Rencontre avec Lætitia Sadier : poétesse d’un monde changeant

C’est lors de la première édition du Beau Festival que nous avons eu la chance de rencontrer Lætitia Sadier, ex-membre du groupe mythique Stereolab, qui poursuit sa carrière solo, enchaînant les collaborations avec des artistes allant de Mouse on Mars à Tyler the Creator. Aujourd’hui elle revient avec un de ses nouveaux projets qui s’intitule Lætitia Sadier Source Ensemble et l’album Find Me Finding You. Profondément humaniste, Lætitia continue de décrire le monde qui l’entoure et aborde des sujets politiques et sociaux avec délicatesse et poésie.

Manifesto XXI – Tu joues au Beau festival aujourd’hui. Tu considères que ta musique est « belle » ? C’est un adjectif vers lequel tu tends ?

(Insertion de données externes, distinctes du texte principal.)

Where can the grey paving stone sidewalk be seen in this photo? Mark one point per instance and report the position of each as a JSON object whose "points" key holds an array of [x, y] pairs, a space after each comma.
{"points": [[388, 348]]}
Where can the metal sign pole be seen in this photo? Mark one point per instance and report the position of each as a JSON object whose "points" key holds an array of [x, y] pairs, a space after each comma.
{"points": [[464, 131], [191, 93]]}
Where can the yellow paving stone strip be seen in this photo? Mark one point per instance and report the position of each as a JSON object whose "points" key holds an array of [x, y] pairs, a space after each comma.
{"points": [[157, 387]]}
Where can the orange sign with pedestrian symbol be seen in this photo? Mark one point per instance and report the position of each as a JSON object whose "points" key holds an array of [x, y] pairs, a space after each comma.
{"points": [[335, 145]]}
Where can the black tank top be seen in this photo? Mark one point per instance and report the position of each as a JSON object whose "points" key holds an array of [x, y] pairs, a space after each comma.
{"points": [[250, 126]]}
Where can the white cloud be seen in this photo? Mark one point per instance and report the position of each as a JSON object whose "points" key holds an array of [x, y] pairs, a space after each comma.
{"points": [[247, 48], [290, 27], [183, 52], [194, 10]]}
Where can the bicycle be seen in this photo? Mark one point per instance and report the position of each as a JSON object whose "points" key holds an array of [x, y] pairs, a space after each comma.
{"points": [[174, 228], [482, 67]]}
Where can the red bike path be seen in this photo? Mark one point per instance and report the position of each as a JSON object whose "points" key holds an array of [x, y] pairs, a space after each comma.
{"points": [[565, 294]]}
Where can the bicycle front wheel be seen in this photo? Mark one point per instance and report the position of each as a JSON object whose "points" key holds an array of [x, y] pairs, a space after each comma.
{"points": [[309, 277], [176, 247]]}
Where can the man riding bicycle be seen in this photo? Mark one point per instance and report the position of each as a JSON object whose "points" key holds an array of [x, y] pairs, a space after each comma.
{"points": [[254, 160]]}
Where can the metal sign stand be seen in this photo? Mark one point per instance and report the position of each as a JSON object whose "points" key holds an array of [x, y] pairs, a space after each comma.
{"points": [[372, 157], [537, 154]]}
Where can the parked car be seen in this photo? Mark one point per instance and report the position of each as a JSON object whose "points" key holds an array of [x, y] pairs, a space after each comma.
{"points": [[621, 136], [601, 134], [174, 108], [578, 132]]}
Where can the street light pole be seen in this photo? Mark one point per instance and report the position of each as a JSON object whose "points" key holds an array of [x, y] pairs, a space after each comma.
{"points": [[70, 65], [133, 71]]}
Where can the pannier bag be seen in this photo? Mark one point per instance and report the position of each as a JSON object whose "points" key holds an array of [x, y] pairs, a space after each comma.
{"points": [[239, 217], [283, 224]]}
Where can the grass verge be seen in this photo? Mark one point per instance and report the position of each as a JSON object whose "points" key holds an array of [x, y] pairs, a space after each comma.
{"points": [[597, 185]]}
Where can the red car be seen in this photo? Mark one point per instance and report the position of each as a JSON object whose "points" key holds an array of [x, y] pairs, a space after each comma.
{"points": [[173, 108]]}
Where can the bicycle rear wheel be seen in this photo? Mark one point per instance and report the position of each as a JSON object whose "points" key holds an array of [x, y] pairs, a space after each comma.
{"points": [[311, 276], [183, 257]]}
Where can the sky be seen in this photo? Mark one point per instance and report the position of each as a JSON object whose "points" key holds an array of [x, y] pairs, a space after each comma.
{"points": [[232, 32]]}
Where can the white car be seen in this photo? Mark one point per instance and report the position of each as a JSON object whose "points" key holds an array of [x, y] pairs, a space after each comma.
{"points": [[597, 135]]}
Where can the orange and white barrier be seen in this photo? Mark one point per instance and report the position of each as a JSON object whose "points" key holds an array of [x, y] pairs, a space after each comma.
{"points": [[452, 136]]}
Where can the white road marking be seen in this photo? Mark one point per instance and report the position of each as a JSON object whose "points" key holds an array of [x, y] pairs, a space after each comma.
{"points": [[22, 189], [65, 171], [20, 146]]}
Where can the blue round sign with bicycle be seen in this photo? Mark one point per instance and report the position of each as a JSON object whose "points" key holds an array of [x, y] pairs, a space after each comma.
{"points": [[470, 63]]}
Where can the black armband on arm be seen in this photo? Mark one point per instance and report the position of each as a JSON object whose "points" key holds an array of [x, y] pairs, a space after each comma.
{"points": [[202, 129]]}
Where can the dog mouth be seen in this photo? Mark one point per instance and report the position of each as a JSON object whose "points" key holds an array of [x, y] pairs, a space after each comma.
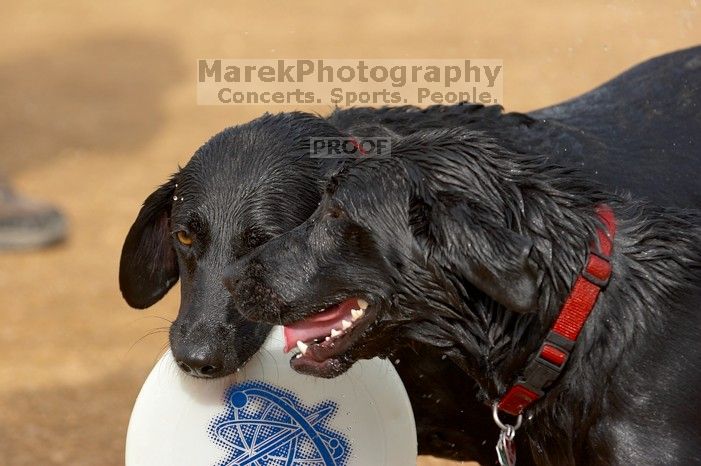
{"points": [[321, 342]]}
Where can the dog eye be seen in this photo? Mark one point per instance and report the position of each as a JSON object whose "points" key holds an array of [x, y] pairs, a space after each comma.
{"points": [[184, 238]]}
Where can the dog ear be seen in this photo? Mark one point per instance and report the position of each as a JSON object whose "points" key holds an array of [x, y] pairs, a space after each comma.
{"points": [[493, 258], [148, 267]]}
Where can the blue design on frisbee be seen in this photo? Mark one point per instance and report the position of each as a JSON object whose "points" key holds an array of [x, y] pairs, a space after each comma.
{"points": [[264, 425]]}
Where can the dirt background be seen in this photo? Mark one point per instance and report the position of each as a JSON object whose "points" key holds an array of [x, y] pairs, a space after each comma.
{"points": [[98, 107]]}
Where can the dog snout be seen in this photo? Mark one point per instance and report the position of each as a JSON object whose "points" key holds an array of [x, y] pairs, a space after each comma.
{"points": [[200, 361], [240, 270]]}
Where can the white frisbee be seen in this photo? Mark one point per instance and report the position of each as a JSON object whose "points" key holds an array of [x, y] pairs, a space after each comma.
{"points": [[268, 414]]}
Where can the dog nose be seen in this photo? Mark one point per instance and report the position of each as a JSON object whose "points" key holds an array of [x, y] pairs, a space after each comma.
{"points": [[200, 364]]}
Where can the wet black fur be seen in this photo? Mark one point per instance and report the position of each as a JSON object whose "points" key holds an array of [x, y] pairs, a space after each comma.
{"points": [[230, 217], [436, 236]]}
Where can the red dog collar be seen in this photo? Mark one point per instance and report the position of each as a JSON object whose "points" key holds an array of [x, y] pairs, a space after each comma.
{"points": [[552, 356]]}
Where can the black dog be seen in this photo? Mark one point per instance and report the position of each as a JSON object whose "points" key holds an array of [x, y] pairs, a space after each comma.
{"points": [[460, 244], [209, 338]]}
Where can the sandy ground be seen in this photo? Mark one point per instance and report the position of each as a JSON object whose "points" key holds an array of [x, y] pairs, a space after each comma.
{"points": [[98, 107]]}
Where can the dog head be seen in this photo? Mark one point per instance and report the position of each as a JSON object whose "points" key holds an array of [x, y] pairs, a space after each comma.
{"points": [[394, 245], [245, 186]]}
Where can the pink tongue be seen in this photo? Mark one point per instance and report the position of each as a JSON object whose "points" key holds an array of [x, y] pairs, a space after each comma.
{"points": [[318, 325]]}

Lætitia Sadier : J’espère qu’elle est belle, oui. Moi je la trouve belle. Surtout que maintenant on est quatre à la chanter. Après, je ne suis sûrement pas la meilleure juge pour mon propre travail. L’important c’est de faire ressentir des choses, mais l’esthétique est relative à celui qui la perçoit.

Si on s’imagine que tu joues au B.O festival, ça serait plutôt seyant aussi, étant donné que tes morceaux ont une grande dimension cinématographique. Tu as l’air de t’inspirer de musiciens très proches du cinéma comme Ennio Morricone ou Bruno Nicolai.

Ce n’est jamais de manière consciente mais je pense être inspirée par le cinéma, l’architecture, dans des structures qui ne sont pas linéaires. Il faut éviter d’être chiant et se complaire dans des choses qui ont déjà été faites des centaines de fois. Pour moi c’est un compliment que ma musique s’apparente au cinéma, ça veut dire que c’est imagé.

Il y a des genres de cinéma ou des réalisateurs qui t’ont particulièrement marquée ?

Très récemment, j’ai découvert Alan J. Pakula, qui a notamment réalisé Le Choix de Sophie et Présumé Innocent avec Harrison Ford. Je trouve qu’il a une dimension visuelle très forte avec des plans incroyables. Le film Parallax View est truffé d’endroits incroyables, dont une scène de meurtre filmée en haut d’une tour qui tourne sur elle-même. Il y a aussi une scène extraordinaire qui est filmée près d’un barrage où l’eau est lancée avec une puissance dingue. Les images sont souvent saisissantes et les films traitent toujours de sujets politiques forts. Parallax View a été filmé au début des années 70 et on vit encore dans le paroxysme de ce qui est décrié, c’est-à-dire l’opacité du monde de l’entreprise et la violence qui en découle. C’est une violence totalement inhumaine où tu n’es qu’un numéro qui passe dans une machine. Ce sont des thèmes qui me touchent fortement.

L’année dernière, j’ai découvert Antonioni et j’ai baigné dans le bonheur (rires). Là encore, il y a des plans incroyables sur des usines qui crachent des fumées opaques. C’est inhumain mais en même temps très beau. J’aime aussi beaucoup Buffet Froid de Bertrand Blier, où là encore, la froideur du monde capitaliste y est dépeint.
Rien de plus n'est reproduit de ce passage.